July 31, 2010. Arches National Park, Utah.
The arch-to-visit for on-the-clock vacationers. Conveniently located right next to the highway, it’s a quick stop to add to your I-did-this check list. Kick the kids out of the minivan, frog-march the surly lot up the couple hundred feet to the arch, snap a quick set of photos to bore the relatives, then it’s down the hill, into the van, and zip! – back on the road. No food or tchotchke vendors, no bathrooms, nothing to trigger any “want” whines from your progeny. One more check mark on the list, and it’s on to the next 15-minute sightseeing stop.
From the BLM roadside sign:
Wilson Arch was named after Joe Wilson, a local pioneer who had a cabin nearby in Dry Valley. This formation is known as entrada sandstone. Over time the superficial cracks, joints, and folds of these layers were saturated with water. Ice formed in the fissures, melted under extreme desert heat, and winds cleaned out the loose particles. A series of freestanding fins remained. Wind and water attacked these fins until, in some, the cementing material gave way and chunks of rock tumbled out. Many damaged fins collapsed like the one to the right of Wilson Arch. Others, with the right degree of hardness survived despite their missing middles like Wilson Arch.

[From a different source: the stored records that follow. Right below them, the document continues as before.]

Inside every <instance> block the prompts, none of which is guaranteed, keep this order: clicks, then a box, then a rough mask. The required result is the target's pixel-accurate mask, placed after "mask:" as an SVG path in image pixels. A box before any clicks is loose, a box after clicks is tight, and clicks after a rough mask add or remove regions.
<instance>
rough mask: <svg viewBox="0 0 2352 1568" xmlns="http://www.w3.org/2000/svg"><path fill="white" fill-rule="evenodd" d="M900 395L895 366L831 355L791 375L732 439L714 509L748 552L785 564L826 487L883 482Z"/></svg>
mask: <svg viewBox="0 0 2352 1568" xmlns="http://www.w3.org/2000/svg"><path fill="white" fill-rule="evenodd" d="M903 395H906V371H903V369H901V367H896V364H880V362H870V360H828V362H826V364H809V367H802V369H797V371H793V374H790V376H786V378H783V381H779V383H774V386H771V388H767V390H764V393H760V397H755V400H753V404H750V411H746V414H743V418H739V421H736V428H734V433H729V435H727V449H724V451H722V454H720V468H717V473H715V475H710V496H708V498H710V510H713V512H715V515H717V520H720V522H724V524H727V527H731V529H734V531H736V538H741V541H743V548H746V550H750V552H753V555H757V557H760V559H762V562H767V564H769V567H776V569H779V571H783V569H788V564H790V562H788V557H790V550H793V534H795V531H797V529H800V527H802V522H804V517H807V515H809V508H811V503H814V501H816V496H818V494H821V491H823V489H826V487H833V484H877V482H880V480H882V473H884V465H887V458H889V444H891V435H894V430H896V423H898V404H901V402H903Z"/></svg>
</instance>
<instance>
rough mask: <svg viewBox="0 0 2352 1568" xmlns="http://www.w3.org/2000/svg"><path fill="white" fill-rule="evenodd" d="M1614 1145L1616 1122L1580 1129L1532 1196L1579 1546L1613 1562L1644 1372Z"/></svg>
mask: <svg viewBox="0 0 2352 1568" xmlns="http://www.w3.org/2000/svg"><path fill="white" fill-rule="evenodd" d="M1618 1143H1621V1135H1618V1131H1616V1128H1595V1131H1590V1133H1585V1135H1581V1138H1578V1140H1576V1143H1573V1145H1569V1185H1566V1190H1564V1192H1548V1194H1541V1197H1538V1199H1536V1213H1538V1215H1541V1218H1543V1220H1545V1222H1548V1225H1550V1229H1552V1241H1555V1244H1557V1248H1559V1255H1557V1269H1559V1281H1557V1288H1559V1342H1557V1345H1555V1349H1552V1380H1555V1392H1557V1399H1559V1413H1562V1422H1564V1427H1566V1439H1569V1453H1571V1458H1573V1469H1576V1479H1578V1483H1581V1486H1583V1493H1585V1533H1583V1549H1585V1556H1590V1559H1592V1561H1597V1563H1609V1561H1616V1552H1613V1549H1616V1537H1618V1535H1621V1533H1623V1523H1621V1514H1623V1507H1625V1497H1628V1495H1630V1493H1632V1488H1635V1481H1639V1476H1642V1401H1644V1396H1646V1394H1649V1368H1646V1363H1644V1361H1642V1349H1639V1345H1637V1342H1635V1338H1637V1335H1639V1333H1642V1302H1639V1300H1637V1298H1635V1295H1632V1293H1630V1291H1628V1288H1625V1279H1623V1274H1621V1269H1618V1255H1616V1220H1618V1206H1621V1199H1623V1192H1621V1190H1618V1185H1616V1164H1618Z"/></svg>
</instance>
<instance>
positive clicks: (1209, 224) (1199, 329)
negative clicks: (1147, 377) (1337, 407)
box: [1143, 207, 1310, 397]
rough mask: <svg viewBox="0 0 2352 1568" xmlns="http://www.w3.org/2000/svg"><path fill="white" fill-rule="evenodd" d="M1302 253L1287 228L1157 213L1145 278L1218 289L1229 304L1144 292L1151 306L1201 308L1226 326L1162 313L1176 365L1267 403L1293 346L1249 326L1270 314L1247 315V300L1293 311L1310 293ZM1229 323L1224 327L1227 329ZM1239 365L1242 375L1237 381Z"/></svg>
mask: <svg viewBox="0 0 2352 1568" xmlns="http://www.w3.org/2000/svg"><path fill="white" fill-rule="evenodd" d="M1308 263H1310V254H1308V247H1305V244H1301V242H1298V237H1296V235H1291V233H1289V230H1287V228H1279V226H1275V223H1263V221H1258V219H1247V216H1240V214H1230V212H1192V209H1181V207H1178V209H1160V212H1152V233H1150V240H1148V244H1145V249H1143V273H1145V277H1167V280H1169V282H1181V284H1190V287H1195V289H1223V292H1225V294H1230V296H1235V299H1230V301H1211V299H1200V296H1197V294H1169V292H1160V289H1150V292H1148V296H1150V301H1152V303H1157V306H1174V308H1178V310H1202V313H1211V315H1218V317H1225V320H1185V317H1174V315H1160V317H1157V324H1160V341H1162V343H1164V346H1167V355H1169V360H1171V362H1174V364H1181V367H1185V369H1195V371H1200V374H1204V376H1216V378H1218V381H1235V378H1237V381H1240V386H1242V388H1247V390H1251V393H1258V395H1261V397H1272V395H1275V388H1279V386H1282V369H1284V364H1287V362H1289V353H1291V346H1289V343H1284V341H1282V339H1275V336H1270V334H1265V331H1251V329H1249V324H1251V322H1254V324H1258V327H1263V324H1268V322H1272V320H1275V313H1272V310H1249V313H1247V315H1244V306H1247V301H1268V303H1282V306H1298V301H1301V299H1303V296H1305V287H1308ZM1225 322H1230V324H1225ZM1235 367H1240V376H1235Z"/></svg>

July 31, 2010. Wilson Arch, US191 north of Monticello, Utah.
“I used to bullseye
womp rats in my T-16 roadkill on 191 back home, they’re not much bigger than two meters.”
What do you call a small murder of crows? A mugging?
July 31, 2010. Wilson Arch, north of Monticello, Utah.
Tourists flee from the rampaging giant Sandstone Mountain Cat, unaware that its resemblance to a giant sloth is not just appearance: the SMC’s top speed is measured in centuries.
July 31, 2010. US191, north of Monticello, Utah.
That “small” opening along the rock’s bottom in the first photo is man-made and larger than a garage door. In the 1930’s a religious group intended to hollow out the rock, but didn’t get very far.
It’s an alien ship! And the ETs are using memory-suppression rays so you’ll forget about it! If you don’t see this in the future, you won’t know!
July 31, 2010. Along US191, north of Monticello, Utah.
It was their first time off the farm, and all of the Clempodunk kids were agog at the different people on the streets. Whispered: “Look, that one’s red!”
January 15, 2011. druid labs pnw.
Come here, so I can slap you.
August 1, 2010. The FromWyomings, Powell, Wyoming.